Do not become alarmed! Although phall is notoriously one of the hottest curries you will find on the average Indian restaurant’s menu, I promise that this Instant Pot beef short rib phall will not cause long-term harm.
According to Pat Chapman in his book The New Curry Bible, phall is unheard of on the Indian subcontinent, where the word actually means fruit. It seems it is another creation of the British Indian restaurant scene.
In this recipe, adapted from the Hairy Bikers’ Great Curries, I have used the pressure cooking method in the Instant Pot to speed things up and I have switched up the braising steak for beef short ribs. After living in America I became a big fan of this cut of beef. Thankfully it is becoming increasingly available in the UK.
So, whilst this Instant Pot beef short rib phall (which according to Wikipedia can also be spelt fall, faal, fahl, phaal, phal or paal – in short, however you please), isn’t so hot as to be rendered inedible, it does pack a pleasing punch for those who enjoy their curries on the hotter end of the scale, whilst delivering good depth of flavour. Not just bushels of chillies for the sake of heat.
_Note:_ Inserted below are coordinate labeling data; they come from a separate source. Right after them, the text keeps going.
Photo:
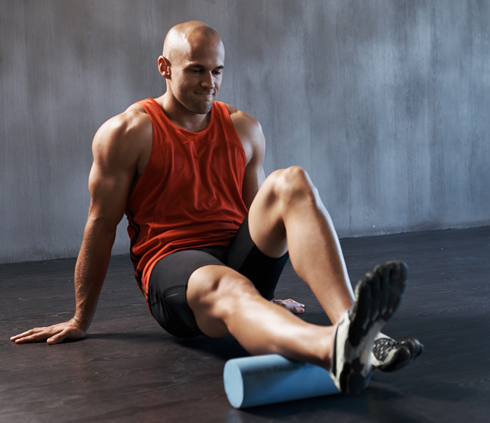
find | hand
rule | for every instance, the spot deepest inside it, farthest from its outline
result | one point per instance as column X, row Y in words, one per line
column 51, row 334
column 291, row 305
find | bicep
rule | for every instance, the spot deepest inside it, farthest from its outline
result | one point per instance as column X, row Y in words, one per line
column 110, row 178
column 254, row 172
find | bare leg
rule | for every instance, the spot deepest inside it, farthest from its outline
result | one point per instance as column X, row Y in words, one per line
column 288, row 212
column 225, row 302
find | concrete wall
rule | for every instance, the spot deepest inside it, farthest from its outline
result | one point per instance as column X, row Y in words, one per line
column 386, row 104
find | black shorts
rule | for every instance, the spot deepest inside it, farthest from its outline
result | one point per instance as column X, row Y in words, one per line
column 168, row 280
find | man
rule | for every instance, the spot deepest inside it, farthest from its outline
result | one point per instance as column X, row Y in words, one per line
column 210, row 235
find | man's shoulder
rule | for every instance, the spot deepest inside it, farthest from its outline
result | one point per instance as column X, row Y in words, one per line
column 133, row 122
column 242, row 121
column 130, row 131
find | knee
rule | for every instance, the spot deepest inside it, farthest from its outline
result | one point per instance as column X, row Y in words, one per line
column 293, row 184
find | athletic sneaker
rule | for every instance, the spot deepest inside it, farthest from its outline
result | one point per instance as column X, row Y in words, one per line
column 377, row 296
column 389, row 355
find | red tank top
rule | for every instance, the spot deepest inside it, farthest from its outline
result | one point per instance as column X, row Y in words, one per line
column 190, row 194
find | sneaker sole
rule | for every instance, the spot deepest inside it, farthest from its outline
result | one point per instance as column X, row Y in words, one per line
column 377, row 297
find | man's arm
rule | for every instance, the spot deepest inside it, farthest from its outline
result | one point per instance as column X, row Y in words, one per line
column 116, row 150
column 250, row 133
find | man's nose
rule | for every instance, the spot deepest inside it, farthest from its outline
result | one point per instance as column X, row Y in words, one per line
column 208, row 80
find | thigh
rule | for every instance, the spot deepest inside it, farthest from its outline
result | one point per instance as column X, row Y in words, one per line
column 168, row 288
column 246, row 258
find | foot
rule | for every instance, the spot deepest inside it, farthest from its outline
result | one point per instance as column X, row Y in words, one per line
column 377, row 296
column 389, row 355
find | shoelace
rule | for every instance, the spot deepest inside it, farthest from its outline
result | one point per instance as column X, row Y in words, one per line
column 382, row 347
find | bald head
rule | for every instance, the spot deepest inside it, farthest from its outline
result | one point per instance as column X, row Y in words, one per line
column 186, row 36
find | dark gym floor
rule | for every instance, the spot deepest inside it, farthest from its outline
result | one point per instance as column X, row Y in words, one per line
column 130, row 370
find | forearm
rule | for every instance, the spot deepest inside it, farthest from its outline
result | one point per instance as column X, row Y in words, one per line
column 91, row 268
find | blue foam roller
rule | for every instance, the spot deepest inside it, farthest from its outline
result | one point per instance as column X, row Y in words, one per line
column 268, row 379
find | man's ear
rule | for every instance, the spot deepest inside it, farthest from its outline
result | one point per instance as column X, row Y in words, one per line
column 164, row 67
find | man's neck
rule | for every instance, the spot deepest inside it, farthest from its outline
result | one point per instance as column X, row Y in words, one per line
column 182, row 117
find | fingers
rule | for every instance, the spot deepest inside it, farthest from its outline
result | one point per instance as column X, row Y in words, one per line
column 33, row 335
column 51, row 334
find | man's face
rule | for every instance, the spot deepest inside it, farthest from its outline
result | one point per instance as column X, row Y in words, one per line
column 196, row 73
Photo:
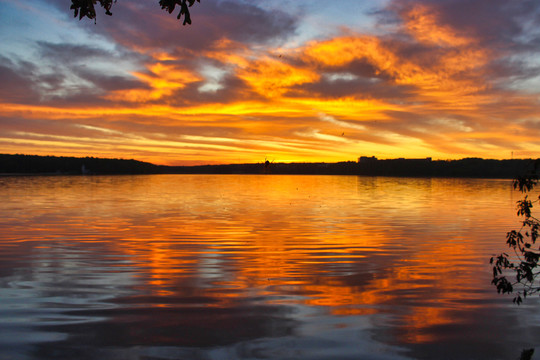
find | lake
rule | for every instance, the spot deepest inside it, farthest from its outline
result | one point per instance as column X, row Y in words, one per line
column 256, row 267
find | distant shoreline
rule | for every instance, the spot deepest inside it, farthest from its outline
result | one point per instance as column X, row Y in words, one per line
column 30, row 165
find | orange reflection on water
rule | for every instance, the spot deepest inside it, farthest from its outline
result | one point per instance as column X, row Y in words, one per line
column 336, row 243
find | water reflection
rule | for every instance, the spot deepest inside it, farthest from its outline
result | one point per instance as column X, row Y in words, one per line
column 254, row 267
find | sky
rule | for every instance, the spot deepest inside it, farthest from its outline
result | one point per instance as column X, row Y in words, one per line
column 311, row 81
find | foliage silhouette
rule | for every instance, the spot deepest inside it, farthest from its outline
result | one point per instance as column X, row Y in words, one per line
column 525, row 261
column 86, row 8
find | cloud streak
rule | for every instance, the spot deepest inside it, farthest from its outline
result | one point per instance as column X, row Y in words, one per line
column 436, row 78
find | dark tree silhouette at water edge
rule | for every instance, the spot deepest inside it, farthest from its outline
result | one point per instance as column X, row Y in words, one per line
column 517, row 274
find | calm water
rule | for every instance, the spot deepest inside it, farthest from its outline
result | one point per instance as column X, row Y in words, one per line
column 256, row 267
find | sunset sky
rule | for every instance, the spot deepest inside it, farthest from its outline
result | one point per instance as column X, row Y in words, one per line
column 266, row 79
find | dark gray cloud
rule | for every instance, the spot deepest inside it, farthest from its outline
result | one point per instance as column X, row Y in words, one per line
column 17, row 83
column 142, row 24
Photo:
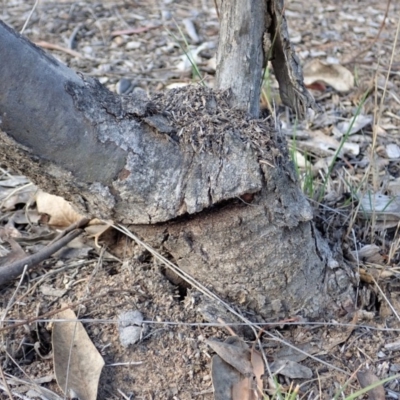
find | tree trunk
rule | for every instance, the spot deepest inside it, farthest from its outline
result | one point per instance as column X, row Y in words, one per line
column 202, row 180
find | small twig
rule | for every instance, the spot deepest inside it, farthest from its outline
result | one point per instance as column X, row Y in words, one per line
column 132, row 31
column 15, row 269
column 51, row 46
column 7, row 388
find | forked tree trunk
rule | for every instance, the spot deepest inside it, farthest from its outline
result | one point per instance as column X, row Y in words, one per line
column 190, row 173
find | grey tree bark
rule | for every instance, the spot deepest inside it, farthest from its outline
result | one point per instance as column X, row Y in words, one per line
column 190, row 171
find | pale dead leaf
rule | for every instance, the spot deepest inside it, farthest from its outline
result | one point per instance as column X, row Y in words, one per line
column 234, row 354
column 236, row 371
column 9, row 198
column 258, row 368
column 385, row 209
column 392, row 150
column 367, row 378
column 16, row 253
column 323, row 145
column 357, row 123
column 335, row 75
column 75, row 357
column 60, row 211
column 369, row 253
column 242, row 390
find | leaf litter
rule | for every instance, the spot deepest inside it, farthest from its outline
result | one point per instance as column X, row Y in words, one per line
column 126, row 47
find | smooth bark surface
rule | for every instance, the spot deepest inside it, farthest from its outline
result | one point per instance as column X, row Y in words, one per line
column 240, row 56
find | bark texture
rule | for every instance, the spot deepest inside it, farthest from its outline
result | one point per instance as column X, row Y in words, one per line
column 240, row 56
column 210, row 186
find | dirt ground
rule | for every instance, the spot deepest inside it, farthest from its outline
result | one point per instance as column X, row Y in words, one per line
column 131, row 44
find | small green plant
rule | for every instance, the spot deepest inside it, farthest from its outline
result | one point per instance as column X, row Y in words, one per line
column 187, row 52
column 339, row 149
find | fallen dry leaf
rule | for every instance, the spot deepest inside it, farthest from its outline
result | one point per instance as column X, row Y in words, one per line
column 236, row 371
column 77, row 363
column 335, row 75
column 60, row 211
column 367, row 378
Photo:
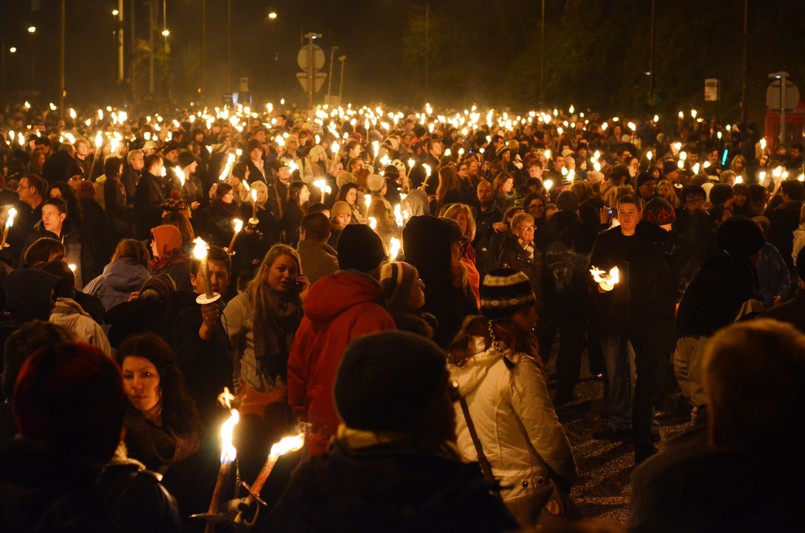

Of course feel free to adjust the quantity of chillies as you wish and just to be safe, serve a big bowl of plain yoghurt to dive into, in case of emergency.
If you’re looking for some easy rice to mop up all that spiky sauce then look no further than my Instant Pot Rice. And for a vegetable curry to serve alongside it try my Instant Pot Aubergine and Tomato Curry. Or if you’re looking for spice that’s not a curry, try my Instant Pot Chilli recipe.
- 800 g beef short ribs
- 3 tbsp vegetable oil
- 2 medium onions roughly chopped
- 6 cloves of garlic
- 25g fresh ginger
- 2 fresh, long red chillies
- 10 dried red chillies
- 2 tsp cumin seeds
- 1 tsp fenugreek seeds
- 1 tbsp paprika
- 1 1/2 tbsp garam masala
- 400 g can chopped tomatoes
- 2 fresh, long red chillies
- 2 tsp flaked sea salt
- 1/2 tsp freshly ground black pepper
- 1 cup water Instant Pot cup (180ml)
- Set the Instant Pot to sauté. Heat the oil and brown the short ribs on all sides. Remove the ribs to a plate and set aside. Leave the remaining oil in the Instant Pot.
- Blend all of the spice paste ingredients together in a blender or food processor. Add to the Instant Pot and sauté for a couple of minutes.
- Split the remaining two red chillies from stalk to tip on one side without opening or removing the seeds. Add to the pot along with the short ribs and stir in the rest of the curry ingredients.
- Pressure cook on manual for 1 hour and release naturally for 10 minutes.
- Shred the beef before serving.
***Please note: nutrition label should be used as a guide only.